That looks like a nice idea, since it obviates the need to build
PostgreSQL yourself if you want to use a non-standard copy of - say -
the ICU library.  You still have to build your own ICU library, though.

I had hoped that the builtin provider would remove the need to REINDEX,
but I have given up that hope.  Peter's argument is sound from a
conceptual point of view, even though I doubt that the average user
will be able to appreciate it.

Yours,
Laurenz Albe



Re: Update Unicode data to Unicode 16.0.0

От
Jeff Davis
Дата:
On Wed, 2024-11-20 at 06:41 +0100, Laurenz Albe wrote:
> That looks like a nice idea, since it obviates the need to build
> PostgreSQL yourself if you want to use a non-standard copy of - say -
> the ICU library.  You still have to build your own ICU library,
> though.

It would work with the builtin provider, too, which would not require
ICU at all.

The idea is that you could build an extension that copies the same
logic for building the Unicode tables that we have in Postgres now,
except that it uses whatever version of the Unicode data files you
want.

If we want it to be targeted more specifically at the builtin provider,
we can make it even simpler by allowing you to just replace the unicode
tables with an extension (rather than the method tables). I'm not 100%
sure what people actually want here, so I'm open to suggestion.

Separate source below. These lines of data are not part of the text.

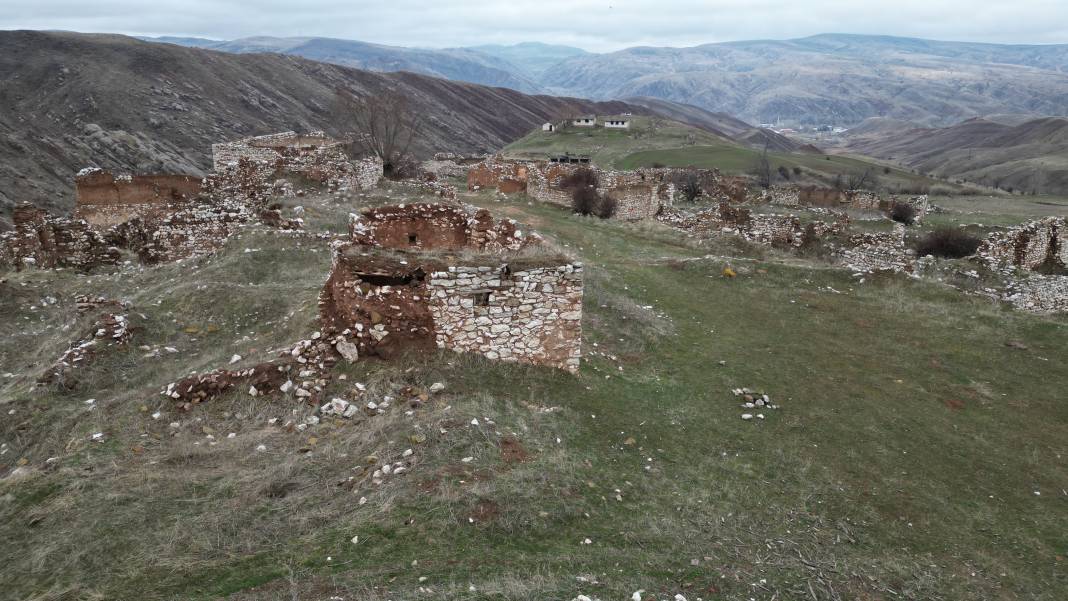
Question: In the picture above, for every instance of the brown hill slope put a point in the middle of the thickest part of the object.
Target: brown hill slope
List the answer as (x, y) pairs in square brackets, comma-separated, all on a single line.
[(69, 100), (1032, 156)]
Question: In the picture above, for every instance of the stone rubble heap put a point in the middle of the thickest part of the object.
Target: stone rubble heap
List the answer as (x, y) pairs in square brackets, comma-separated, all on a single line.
[(754, 404), (107, 331)]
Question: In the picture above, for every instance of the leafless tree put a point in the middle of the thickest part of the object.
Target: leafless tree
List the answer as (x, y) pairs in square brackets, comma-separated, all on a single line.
[(763, 169), (385, 124), (866, 180)]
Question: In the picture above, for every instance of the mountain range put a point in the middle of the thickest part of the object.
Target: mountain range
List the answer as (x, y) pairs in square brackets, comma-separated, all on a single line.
[(1027, 156), (835, 79), (72, 100)]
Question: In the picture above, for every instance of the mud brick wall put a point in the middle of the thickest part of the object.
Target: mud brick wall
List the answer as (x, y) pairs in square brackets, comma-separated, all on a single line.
[(496, 173), (105, 200), (1029, 246), (879, 252), (532, 315), (436, 226), (313, 156), (640, 194), (380, 304), (191, 232)]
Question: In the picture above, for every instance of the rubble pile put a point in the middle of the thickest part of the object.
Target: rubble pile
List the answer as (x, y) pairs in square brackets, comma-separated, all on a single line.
[(754, 404), (109, 330)]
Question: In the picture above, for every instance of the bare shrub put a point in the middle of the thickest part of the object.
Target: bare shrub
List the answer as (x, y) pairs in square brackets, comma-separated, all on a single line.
[(582, 177), (947, 242), (904, 212)]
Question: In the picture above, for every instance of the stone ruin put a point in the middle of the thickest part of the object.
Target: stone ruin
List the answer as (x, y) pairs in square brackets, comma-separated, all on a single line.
[(1037, 244), (46, 242), (1035, 258), (311, 156), (438, 227), (423, 277), (832, 198), (163, 218), (762, 228), (879, 252), (104, 200)]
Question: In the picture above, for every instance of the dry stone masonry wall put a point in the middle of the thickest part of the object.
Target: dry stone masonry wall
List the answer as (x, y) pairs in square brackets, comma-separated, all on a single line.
[(532, 315)]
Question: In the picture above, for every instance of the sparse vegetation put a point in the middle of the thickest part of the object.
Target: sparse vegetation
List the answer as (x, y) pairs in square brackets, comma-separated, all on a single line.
[(904, 212), (947, 242)]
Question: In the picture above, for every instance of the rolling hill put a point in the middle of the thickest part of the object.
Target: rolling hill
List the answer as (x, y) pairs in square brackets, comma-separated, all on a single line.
[(832, 79), (1029, 157), (72, 100)]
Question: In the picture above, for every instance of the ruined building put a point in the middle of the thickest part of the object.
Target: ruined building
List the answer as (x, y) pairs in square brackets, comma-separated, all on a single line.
[(105, 200), (44, 241), (430, 275), (312, 156)]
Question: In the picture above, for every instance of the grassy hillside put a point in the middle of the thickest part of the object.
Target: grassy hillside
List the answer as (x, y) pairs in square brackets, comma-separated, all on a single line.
[(676, 144), (610, 147), (915, 454)]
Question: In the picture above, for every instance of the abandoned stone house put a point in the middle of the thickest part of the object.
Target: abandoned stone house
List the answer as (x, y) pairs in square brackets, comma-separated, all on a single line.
[(312, 156), (639, 194), (105, 200), (1040, 244), (44, 241), (422, 277)]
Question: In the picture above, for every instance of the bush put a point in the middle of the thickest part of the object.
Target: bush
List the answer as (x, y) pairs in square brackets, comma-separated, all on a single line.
[(947, 242), (904, 212), (582, 177), (587, 201)]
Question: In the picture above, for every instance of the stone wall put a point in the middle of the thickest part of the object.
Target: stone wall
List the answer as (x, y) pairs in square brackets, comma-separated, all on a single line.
[(436, 226), (511, 313), (105, 200), (496, 173), (312, 156), (1035, 243), (639, 194), (503, 307), (762, 228), (1039, 294), (45, 241), (879, 252)]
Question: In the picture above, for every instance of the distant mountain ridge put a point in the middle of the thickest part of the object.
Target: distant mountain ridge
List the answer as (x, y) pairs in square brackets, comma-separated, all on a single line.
[(835, 79), (1029, 157), (72, 100)]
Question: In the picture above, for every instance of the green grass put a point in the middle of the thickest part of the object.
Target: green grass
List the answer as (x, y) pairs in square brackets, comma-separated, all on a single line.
[(902, 464)]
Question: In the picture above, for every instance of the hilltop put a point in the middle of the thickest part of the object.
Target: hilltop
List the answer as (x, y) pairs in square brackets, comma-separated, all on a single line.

> I had hoped that the builtin provider would remove the need to
> REINDEX,
> but I have given up that hope.  Peter's argument is sound from a
> conceptual point of view, even though I doubt that the average user
> will be able to appreciate it.

I'd like to provide options for all kinds of users and packagers.

Regards,
    Jeff Davis




Re: Update Unicode data to Unicode 16.0.0

От
Jeff Davis
Дата:
On Fri, 2024-11-15 at 17:09 +0100, Peter Eisentraut wrote:
> The practice of regularly updating the Unicode files is older than
> the
> builtin collation provider.  It is similar to updating the time zone
> files, the encoding conversion files, the snowball files, etc.  We
> need
> to move all of these things forward to keep up with the aspects of
> the
> real world that this data reflects.

Should we consider bundling multiple versions of the generated tables
(header files) along with Postgres?

That would enable a compile-time option to build with an older version
of Unicode if you want, solving the packager concern that Noah raised.
It would also make it easier for people to coordinate the Postgres
version of Unicode and the ICU version of Unicode.

Regards,
    Jeff Davis




Re: Update Unicode data to Unicode 16.0.0

От
Jeremy Schneider
Дата:
On Mon, 20 Jan 2025 13:39:35 -0800
Jeff Davis <pgsql@j-davis.com> wrote:

> On Fri, 2024-11-15 at 17:09 +0100, Peter Eisentraut wrote:
> > The practice of regularly updating the Unicode files is older than
> > the
> > builtin collation provider.  It is similar to updating the time
> > zone files, the encoding conversion files, the snowball files, etc.
> >  We need
> > to move all of these things forward to keep up with the aspects of
> > the
> > real world that this data reflects.
>
> Should we consider bundling multiple versions of the generated tables
> (header files) along with Postgres?
>
> That would enable a compile-time option to build with an older version
> of Unicode if you want, solving the packager concern that Noah raised.
> It would also make it easier for people to coordinate the Postgres
> version of Unicode and the ICU version of Unicode.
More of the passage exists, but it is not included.